In [27]:
import numpy as np
import torch
import torch.nn as nn
torch.__version__

'1.6.0'


![Logisticr](./figures/1.8.logistic.png)

import matplotlib.pyplot as pyplot
x =10.*(torch.rand(500)-0.5).numpy()
y = (torch.rand(500)).numpy()

line_x = 5 * torch.arange(-500,500).float()/500.0
sigmoid_y = torch.sigmoid(line_x)

#print(x[x > 0.5])
pyplot.xlabel('X')
pyplot.ylabel('Y')
pyplot.plot(x, y, 'bo')
pyplot.plot(line_x , sigmoid_y,'r',linewidth=4, markersize=12)
pyplot.show()



# 1.8 Introduction to logistic regression
In this chapter, we will deal with structured data and use logistic regression to classify structured data simply.
Logistic regression is a statistical model that adopts a logistic function to model a binary dependent
variable, although many more complex extensions exist. In regression analysis, logistic regression
is estimating the parameters of a logistic model in the form of binary regression.
Mathematically, a binary logistic model has a dependent variable with two possible values,
such as "True/False" or "Yes/No" which is represented by an indicator variable $p$ that is labeled with "0" or "1".
Logistic regression is a kind of generalized linear regression (generalized linear model), which has many similarities
with multiple linear regression analysis. Their model formulas are basically the same, both have $wx + b$, where $w$ and
$b$ are the parameters to be learned. The major difference lies in their different dependent variables, multiple linear
regression directly uses $wx+b$ as the dependent variable, that is, $y = wx+b$. However, logistic regression uses the
function $L$ to correspond $wx+b$ to a hidden state $p$, $p = L(wx+b)$, and then determine the value of the
dependent variable according
to the size of $p$ and $1-p$. If $L$ is a logistic function, it is logistic regression while if $L$ is a polynomial
function,
it is polynomial regression.
In general, logistic regression will add a layer of a non-linear function on top of a linear regression layer.
Logistic regression is mainly for two-class prediction. We talked about the Sigmoid function in the activation function.
The Sigmoid function is the most common logistic function, because the output of the Sigmoid function is the probability
value between 0 and 1, when the probability is greater than 0.5 is predicted as 1, and less than 0.5 is predicted as 0.

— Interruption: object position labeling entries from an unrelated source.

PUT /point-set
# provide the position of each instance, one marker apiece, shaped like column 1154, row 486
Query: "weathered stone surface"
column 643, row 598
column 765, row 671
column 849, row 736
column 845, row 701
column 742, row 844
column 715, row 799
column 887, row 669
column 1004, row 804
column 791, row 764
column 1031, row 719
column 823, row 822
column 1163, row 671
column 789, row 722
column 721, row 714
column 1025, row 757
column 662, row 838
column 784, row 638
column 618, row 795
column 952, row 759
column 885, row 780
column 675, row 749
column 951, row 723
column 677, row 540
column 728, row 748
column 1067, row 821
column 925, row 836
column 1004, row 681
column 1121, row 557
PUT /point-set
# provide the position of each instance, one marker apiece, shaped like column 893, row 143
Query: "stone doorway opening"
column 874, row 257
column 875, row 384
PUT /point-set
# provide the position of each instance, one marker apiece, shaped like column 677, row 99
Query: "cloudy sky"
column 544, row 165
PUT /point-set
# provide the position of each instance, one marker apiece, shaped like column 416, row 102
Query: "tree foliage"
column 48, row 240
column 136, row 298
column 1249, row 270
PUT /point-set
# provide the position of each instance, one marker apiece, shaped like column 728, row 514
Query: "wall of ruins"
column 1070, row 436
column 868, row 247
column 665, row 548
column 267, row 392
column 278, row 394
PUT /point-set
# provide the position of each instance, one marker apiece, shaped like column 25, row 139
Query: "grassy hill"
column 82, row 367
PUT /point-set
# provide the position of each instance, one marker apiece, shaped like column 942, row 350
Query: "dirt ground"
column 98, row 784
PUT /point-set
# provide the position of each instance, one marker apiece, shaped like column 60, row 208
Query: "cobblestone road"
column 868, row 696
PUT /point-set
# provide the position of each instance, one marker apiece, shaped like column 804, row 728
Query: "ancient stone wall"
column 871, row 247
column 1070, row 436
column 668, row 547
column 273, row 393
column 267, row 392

## 1.8.2 UCI German Credit Data Set

UCI German Credit is UCI's German credit data set, which contains original data and numerical data.
The German Credit data is a data set that predicts the risk on loans based on personal
information and overdue loan applications from customers. The data set contains 1000 pieces of data in 24 dimensions.
This dataset classifies people described by a set of attributes as good or bad credit risks.
Comes in two formats (one all numeric).
Here we directly use the processed numerical data as a display.

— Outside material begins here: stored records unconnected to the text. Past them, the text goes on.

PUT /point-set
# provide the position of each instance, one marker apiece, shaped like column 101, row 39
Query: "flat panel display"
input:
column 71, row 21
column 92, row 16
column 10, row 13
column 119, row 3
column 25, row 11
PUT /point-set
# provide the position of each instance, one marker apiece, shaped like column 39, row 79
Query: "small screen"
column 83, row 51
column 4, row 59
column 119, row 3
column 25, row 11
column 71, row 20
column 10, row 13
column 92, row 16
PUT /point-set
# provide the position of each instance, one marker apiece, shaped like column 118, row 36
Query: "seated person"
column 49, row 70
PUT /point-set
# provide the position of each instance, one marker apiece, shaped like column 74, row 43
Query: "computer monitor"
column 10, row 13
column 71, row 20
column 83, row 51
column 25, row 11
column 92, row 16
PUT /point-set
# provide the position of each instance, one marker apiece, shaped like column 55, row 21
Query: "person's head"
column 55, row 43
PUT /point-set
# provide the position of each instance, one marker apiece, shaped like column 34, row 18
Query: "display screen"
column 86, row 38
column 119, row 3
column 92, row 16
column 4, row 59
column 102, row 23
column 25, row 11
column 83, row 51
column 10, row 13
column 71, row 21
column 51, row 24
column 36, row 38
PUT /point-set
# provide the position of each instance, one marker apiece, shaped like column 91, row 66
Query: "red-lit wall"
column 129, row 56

[Address](https://archive.ics.uci.edu/ml/machine-learning-databases/statlog/german/)



## Data loading and normalization
Now we can load the data and we arte going to normalize each attribute by calculating
the mean and standard deviation of each feature.


In [28]:
data=np.loadtxt("./data/german.data-numeric")
targets = torch.from_numpy(data)[:,-1][:,None].float()-1.
data_tensor = torch.from_numpy(data)[:,:-1]
means = torch.mean(data_tensor,dim=0)
stds = torch.std(data_tensor,dim=0)
data_tensor = ((data_tensor-means)/stds).float()
print(targets.shape)
print(data_tensor.shape)






torch.Size([1000, 1])
torch.Size([1000, 24])


Distinguish between the training set and the test set. Since there is no official verification set here, we can
directly use the accuracy of the test set as the criterion to classify  a sample as  good or bad.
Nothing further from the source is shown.